Minyan Mailbag: "Real Money"
The problem the Fed has is that it can only control the supply of money...
Maybe the market action just reflects people's sense of 'entitlement' to a rising market. I don't think that everyone understands that they are being conned by the Federal Reserve with the liquidity driven global economy.
Vernon Smith's behavior finance studies concerning bubbles sure seem right on.
The Federal Reserve has already done 3 coupon passes in November totaling $3 billion. Remember, this is when they just call up a dealer and buy government bonds with printed (fake) money. The dealer then uses this "new money" to lend out to customers. This is unlike a repo because the supply of money is permanent.

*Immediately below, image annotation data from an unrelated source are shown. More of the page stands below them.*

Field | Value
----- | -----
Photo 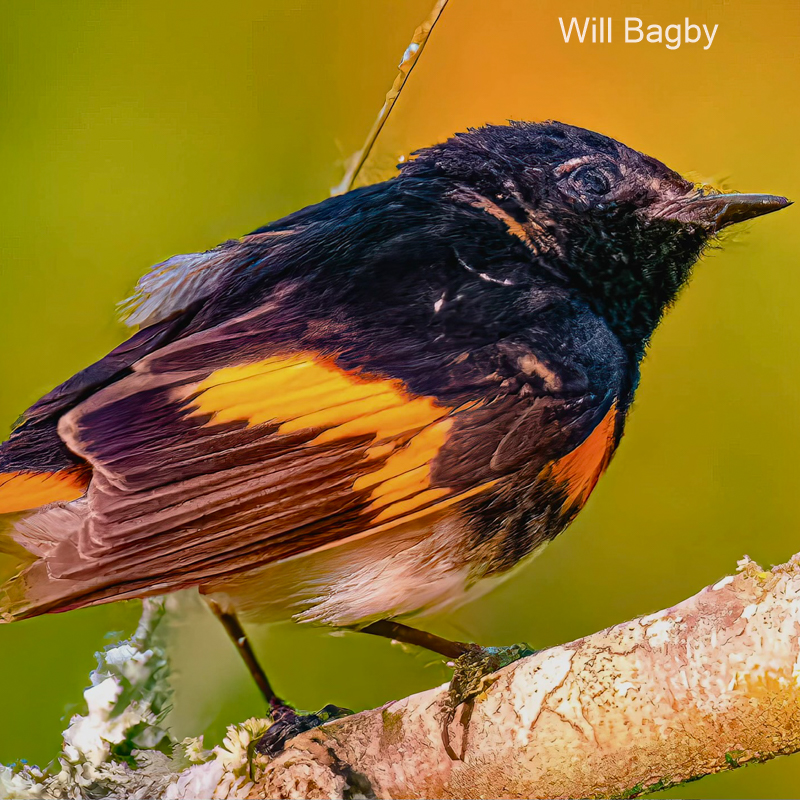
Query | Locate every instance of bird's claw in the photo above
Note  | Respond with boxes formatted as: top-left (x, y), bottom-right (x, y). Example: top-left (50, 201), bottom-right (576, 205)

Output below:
top-left (441, 644), bottom-right (536, 761)
top-left (253, 704), bottom-right (354, 758)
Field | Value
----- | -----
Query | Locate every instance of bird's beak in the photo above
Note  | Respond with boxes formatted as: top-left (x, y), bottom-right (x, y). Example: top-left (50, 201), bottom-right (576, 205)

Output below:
top-left (653, 192), bottom-right (792, 231)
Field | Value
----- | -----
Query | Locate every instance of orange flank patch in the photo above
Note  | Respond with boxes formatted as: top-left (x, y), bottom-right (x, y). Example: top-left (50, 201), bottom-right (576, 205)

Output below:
top-left (0, 467), bottom-right (89, 514)
top-left (191, 354), bottom-right (451, 444)
top-left (544, 403), bottom-right (617, 506)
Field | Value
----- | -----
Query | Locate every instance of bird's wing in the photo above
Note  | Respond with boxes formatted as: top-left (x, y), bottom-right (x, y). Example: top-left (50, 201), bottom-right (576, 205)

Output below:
top-left (1, 304), bottom-right (613, 615)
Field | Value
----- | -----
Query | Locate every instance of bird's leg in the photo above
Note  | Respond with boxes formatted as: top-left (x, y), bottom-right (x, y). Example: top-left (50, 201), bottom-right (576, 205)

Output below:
top-left (360, 619), bottom-right (480, 658)
top-left (361, 620), bottom-right (536, 761)
top-left (205, 597), bottom-right (353, 757)
top-left (205, 597), bottom-right (292, 718)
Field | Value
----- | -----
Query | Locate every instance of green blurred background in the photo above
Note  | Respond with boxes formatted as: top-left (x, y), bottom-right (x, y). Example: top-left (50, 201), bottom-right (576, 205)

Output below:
top-left (0, 0), bottom-right (800, 798)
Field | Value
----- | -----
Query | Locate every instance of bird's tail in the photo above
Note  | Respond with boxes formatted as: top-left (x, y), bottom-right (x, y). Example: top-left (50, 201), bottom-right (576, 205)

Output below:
top-left (0, 429), bottom-right (94, 622)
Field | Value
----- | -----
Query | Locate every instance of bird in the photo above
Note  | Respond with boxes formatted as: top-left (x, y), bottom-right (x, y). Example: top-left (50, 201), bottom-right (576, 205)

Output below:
top-left (0, 121), bottom-right (790, 752)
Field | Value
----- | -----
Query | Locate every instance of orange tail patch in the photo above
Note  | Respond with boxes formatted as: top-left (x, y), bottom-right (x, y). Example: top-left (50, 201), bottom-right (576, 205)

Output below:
top-left (547, 403), bottom-right (617, 508)
top-left (0, 467), bottom-right (89, 514)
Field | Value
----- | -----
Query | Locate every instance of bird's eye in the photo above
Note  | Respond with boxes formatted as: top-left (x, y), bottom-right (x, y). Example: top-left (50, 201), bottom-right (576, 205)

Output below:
top-left (569, 165), bottom-right (611, 197)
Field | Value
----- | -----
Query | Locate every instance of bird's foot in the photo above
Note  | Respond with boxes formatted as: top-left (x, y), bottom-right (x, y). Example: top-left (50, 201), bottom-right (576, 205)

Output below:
top-left (253, 704), bottom-right (355, 758)
top-left (441, 644), bottom-right (536, 761)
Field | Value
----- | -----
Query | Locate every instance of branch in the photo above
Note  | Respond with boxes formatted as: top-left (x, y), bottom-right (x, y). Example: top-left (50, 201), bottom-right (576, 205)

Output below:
top-left (0, 554), bottom-right (800, 800)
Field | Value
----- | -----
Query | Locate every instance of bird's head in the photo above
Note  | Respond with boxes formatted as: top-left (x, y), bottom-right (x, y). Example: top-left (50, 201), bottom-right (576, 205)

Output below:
top-left (403, 122), bottom-right (789, 353)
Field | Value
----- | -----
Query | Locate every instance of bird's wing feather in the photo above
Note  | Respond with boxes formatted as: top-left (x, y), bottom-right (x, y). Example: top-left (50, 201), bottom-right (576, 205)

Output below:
top-left (4, 310), bottom-right (620, 614)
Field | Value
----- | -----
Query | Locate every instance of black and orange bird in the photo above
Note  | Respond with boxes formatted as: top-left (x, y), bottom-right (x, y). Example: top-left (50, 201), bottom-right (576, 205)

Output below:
top-left (0, 122), bottom-right (789, 752)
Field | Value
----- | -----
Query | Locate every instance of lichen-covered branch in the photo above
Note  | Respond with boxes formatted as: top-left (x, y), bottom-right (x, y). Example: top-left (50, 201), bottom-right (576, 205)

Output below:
top-left (0, 555), bottom-right (800, 800)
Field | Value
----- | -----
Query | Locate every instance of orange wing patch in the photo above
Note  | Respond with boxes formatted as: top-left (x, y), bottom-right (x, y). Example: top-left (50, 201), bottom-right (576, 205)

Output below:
top-left (543, 403), bottom-right (617, 508)
top-left (192, 355), bottom-right (452, 444)
top-left (185, 354), bottom-right (454, 523)
top-left (0, 467), bottom-right (89, 514)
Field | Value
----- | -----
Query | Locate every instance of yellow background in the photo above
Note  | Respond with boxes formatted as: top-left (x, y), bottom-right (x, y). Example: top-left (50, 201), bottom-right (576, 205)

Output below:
top-left (0, 0), bottom-right (800, 798)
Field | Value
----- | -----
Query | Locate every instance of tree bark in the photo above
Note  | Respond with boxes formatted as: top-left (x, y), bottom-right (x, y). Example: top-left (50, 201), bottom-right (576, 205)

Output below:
top-left (6, 554), bottom-right (800, 800)
top-left (241, 554), bottom-right (800, 798)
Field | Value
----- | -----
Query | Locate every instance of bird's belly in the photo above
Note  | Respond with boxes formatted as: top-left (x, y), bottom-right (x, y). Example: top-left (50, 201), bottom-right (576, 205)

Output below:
top-left (202, 496), bottom-right (560, 627)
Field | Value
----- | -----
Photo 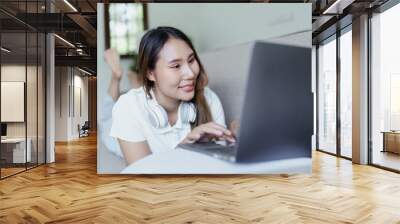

The problem the Fed has is that it can only control the supply of money (I do not believe that they even control the price of money, or interest rates. I think the market does that, which is why short term rates have been rising). I look then at two components and call the combination "real money." The first - supply of money - we know is still rising, and rapidly. Thus, the coupon passes this month. The Fed controls this. The second - the velocity of money - we think is slowing rapidly. The Fed can make money available, but they cannot make banks lend it (they can cajole only) or consumers borrow it. So real money, real liquidity, has been dropping rapidly even though the Fed has kept the supply high because it is not getting lent out as much as it used to.
Perversely, this could be what is fueling higher stock prices and definitely what has fueled gold prices. The excess supply of money when not getting into the real economy (although the U.S. real economy is now inextricably linked to the stock and housing markets) fuels speculation. If we measure stock market rallies around the world in terms of gold instead of each currency, we find that the rallies are very small. We can then view the increase in nominal stock prices more as a drop in all currencies. Real wealth has not been created.
The by-product of all this is more debt and more imbalances. Ultimately they are untenable. But remember, nominal stock prices are fueled by sentiment and so far risk seeking behavior has increased into year end.
This is due to the above explanation and also year end trading by fund managers who take extra risk to improve portfolio returns.